Monday, Mar. 22, 1926
Eighth
To the London Daily News, a subscriber wrote as follows: "I can claim in this example of the repetition of 'that, that that that that that that that I have underlined immediately precedes, is the eighth."
Dog
In Philadelphia, a boy and a dog played together. The name of the one was Dick McDevitt (six years old)*; the name of the other was Ruff (an Airedale). While they did not actually talk to each other, they had found that by pats, grimaces and tender looks, they could communicate better than much older people. In the daytime the great crinkly dog padded by the side of the boy, whose head barely reached his shoulder; at night he curled at the foot of the boy's bed.
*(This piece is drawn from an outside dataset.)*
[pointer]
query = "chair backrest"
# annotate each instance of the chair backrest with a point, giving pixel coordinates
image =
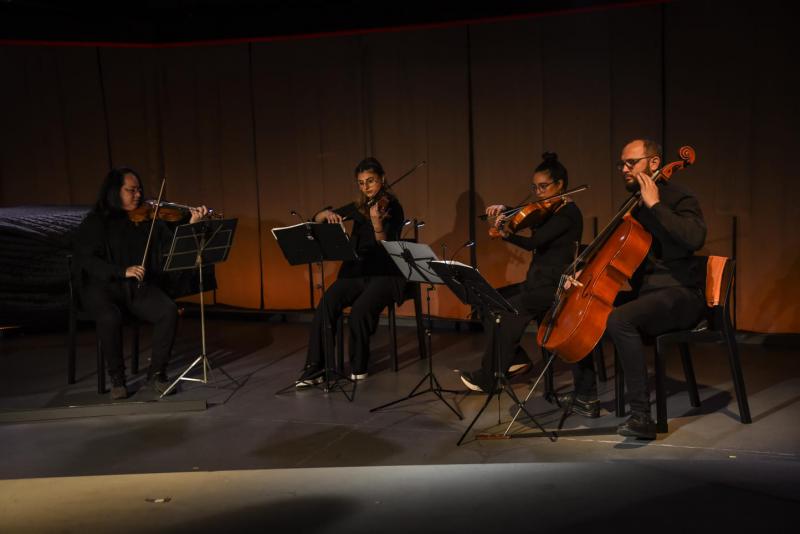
(720, 274)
Nothing could ever separate them, they thought -but something did. It was an automobile. It struck Ruff while he was crossing the road, and after that the Airedale lay quite still and never again pawed with his leg or sniffed with his nose. Dick McDevitt did not understand what people meant when they said the dog was dead. Dead! A stupid word; but he repeated it to himself until it seemed to take on a meaning. His father /- dug a hole in the ground, and asked Dick McDevitt if there was anything he wanted to say before they put Ruff in it, for it was the last time he would ever see his friend. "He was a good dog," said Dick McDevitt in a clear voice, "but he is a dead dog now.'
* Four-year-old Henry McDevitt also romped with the dog.
/- Judge Harry S. McDevitt, who is pre siding at the trial of David L. Marshall, charged with killing Anna May Dietrich and dismembering her body.